Assim, dirigentes e colaboradores do CCEPA estarão em Ilópolis, no próximo dia 15/4, domingo, para a realização desse intercâmbio. Na oportunidade, o Diretor de Estudos do Centro Cultural Espírita de Porto Alegre, Salomão Jacob Benchaya, proferirá uma palestra pública, às 15hs, no Museu do Pão, daquela comunidade, com o tema “O Que é o Espiritismo”.
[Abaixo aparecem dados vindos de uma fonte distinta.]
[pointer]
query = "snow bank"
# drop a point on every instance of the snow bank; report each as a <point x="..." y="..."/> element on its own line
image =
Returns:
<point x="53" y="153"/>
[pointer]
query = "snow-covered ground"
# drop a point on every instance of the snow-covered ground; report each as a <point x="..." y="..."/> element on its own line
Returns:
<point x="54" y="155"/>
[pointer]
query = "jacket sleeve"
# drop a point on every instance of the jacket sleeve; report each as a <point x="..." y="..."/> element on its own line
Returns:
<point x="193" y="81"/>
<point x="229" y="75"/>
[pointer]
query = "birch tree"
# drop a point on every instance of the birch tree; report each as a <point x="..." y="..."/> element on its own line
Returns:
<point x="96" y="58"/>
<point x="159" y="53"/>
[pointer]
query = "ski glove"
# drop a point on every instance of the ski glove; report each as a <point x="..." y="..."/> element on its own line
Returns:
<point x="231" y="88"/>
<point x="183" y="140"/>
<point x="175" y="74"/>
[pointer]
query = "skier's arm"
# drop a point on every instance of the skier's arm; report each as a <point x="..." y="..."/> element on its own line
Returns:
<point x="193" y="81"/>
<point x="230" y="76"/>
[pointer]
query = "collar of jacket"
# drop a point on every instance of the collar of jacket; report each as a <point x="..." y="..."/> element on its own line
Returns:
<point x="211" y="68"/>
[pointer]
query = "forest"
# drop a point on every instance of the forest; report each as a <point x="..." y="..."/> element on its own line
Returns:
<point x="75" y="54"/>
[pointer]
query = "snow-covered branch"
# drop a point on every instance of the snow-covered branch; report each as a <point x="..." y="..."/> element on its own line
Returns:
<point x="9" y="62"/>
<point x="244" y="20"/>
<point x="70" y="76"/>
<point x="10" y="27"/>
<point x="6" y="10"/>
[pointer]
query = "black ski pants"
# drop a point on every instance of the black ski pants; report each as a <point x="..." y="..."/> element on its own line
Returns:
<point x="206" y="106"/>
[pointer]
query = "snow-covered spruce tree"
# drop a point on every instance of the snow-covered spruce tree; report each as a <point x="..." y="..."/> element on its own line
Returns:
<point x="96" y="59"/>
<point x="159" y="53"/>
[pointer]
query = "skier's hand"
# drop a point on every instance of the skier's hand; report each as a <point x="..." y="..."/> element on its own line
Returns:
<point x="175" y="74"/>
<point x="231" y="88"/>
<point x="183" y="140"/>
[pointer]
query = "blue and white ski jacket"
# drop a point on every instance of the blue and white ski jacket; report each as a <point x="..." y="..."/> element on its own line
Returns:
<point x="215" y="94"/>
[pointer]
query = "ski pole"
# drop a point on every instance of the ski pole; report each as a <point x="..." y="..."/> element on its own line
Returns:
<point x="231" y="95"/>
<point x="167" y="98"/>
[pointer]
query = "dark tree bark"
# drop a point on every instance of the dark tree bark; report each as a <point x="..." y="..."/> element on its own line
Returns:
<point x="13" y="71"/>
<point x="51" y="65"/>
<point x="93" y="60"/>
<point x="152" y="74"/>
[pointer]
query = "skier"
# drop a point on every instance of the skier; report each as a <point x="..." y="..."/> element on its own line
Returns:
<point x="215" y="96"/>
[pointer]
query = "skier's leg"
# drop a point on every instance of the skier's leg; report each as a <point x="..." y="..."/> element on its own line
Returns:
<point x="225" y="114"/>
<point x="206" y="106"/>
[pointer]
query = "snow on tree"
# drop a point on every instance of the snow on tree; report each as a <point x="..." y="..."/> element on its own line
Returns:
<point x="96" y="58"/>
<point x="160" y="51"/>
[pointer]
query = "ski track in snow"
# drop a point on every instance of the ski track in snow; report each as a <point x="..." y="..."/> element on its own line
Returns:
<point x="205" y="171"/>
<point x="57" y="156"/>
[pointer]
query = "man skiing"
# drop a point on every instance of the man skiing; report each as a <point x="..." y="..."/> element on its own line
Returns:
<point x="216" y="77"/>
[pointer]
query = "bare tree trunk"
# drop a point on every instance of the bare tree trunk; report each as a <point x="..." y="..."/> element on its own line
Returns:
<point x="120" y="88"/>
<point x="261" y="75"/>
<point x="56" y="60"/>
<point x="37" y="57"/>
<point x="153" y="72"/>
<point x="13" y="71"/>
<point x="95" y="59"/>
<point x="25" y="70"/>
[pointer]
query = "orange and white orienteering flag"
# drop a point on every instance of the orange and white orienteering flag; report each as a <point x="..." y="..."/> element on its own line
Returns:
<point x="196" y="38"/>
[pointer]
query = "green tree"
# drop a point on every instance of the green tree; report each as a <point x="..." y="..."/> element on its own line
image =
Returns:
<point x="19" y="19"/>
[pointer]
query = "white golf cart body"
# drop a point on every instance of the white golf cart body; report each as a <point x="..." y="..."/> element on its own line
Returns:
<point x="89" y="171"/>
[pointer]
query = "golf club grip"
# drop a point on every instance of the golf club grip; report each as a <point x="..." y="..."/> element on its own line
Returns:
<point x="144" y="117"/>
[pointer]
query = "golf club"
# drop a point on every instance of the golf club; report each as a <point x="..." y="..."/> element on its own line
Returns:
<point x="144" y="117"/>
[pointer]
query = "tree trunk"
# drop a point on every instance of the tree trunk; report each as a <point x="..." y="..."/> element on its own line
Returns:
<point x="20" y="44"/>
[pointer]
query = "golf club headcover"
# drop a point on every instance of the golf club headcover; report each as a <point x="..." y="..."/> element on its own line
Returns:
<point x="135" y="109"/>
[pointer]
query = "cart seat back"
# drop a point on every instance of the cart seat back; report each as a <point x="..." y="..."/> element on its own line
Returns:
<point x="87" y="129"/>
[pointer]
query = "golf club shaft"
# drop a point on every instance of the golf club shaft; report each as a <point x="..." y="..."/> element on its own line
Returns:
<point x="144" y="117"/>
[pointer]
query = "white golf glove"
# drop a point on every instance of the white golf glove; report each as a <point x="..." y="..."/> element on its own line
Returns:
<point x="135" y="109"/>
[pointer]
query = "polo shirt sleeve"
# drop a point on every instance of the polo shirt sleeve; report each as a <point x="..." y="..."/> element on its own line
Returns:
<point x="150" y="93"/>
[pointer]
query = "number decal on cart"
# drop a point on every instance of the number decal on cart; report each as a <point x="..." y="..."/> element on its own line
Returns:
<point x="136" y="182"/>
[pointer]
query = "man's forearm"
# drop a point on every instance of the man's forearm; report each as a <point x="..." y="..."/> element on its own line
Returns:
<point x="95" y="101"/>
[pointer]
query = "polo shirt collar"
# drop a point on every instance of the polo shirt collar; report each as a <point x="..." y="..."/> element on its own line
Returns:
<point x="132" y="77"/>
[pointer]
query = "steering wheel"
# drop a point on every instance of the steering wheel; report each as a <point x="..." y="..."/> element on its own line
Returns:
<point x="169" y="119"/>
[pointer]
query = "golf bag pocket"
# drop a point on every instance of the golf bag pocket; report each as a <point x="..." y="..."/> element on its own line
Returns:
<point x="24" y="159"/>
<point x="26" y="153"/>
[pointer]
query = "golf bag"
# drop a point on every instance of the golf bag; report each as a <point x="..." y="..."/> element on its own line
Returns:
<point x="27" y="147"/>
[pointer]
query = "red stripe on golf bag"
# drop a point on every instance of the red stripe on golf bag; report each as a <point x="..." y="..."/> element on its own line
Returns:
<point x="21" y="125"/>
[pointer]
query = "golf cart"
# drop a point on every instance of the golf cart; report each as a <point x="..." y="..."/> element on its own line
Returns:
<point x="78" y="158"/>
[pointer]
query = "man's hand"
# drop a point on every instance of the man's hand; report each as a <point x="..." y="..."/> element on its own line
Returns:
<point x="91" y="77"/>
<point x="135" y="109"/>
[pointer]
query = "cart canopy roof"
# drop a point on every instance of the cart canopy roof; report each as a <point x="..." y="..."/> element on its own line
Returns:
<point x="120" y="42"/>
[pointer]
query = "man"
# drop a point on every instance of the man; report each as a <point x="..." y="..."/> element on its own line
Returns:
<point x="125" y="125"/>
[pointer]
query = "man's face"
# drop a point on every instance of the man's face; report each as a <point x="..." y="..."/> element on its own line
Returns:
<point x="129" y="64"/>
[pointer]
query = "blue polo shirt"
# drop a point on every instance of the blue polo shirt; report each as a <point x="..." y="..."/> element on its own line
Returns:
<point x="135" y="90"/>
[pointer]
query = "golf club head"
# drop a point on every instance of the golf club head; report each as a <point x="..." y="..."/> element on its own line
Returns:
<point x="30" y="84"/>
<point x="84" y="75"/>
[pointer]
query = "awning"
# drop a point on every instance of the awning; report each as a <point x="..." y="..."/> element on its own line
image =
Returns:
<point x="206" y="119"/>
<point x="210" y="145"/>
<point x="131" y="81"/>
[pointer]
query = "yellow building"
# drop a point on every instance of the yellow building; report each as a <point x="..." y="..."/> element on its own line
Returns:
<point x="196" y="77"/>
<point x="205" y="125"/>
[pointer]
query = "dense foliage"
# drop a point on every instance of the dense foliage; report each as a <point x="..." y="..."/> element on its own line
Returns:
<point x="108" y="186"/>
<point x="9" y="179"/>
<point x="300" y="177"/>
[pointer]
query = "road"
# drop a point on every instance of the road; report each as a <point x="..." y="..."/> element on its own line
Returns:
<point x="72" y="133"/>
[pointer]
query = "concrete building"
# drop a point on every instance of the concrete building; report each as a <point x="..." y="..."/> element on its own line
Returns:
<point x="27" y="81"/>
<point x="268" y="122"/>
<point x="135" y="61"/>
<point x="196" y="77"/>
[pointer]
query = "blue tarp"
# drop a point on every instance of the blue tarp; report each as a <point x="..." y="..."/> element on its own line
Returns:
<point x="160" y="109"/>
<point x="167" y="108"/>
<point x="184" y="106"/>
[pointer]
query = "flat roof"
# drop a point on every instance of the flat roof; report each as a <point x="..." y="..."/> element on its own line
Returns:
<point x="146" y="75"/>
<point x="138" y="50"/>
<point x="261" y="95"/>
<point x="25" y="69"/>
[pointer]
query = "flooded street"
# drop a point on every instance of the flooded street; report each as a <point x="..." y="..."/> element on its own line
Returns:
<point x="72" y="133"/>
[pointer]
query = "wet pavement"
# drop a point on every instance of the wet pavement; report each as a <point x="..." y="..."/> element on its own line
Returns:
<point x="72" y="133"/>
Folheto sobre o fim do mundo
Gostei muito da coluna “Opinião em Tópicos” (edição janeiro/fevereiro) sobre a forma como o articulista comentou o episódio do panfleto religioso que lhe foi entregue. As pessoas ainda se utilizam do terror, às vezes mesmo de forma inconsciente, para servir aos interesses de uma religião, na sua estratégia de conseguir mais fiéis. Nós que vivenciamos a doutrina espírita e aceitamos a tese da reencarnação sabemos perfeitamente que isso não nos atemoriza. Precisamos é aceitar as leis divinas. Nascer, viver, morrer e renascer quantas vezes forem necessárias. Esta é a lei.
Elmanoel Mesquita da Silva – Capitão Poco/PA.
           
Da Humana Existência
Não poderia deixar de agradecer as palavras de Antonio Abdalla Baracat Filho, de Minas Gerais (Opinião do Leitor, jan/fev 2012). E expor a ele que busco unir o pensar filosófico espírita ao pensar da Modernidade e Pós-Modernidade. Mais fortemente a Pós-Modernidade de Jean-François Lyotard; Richard Rorty; Anthony Giddens (Modernidade Tardia); Zygmunt Bauman (Modernidade Liquida); e alguns outros, que o senso comum apenas tratará no próximo século, se chegar a tratar. Pensadores que combatem o materialismo, inimigo do espiritismo, como dizia Kardec. A isto chamo: mirar o futuro. Grato pelo incentivo.
Paulo Cesar Fernandes, filósofo – Santos/SP.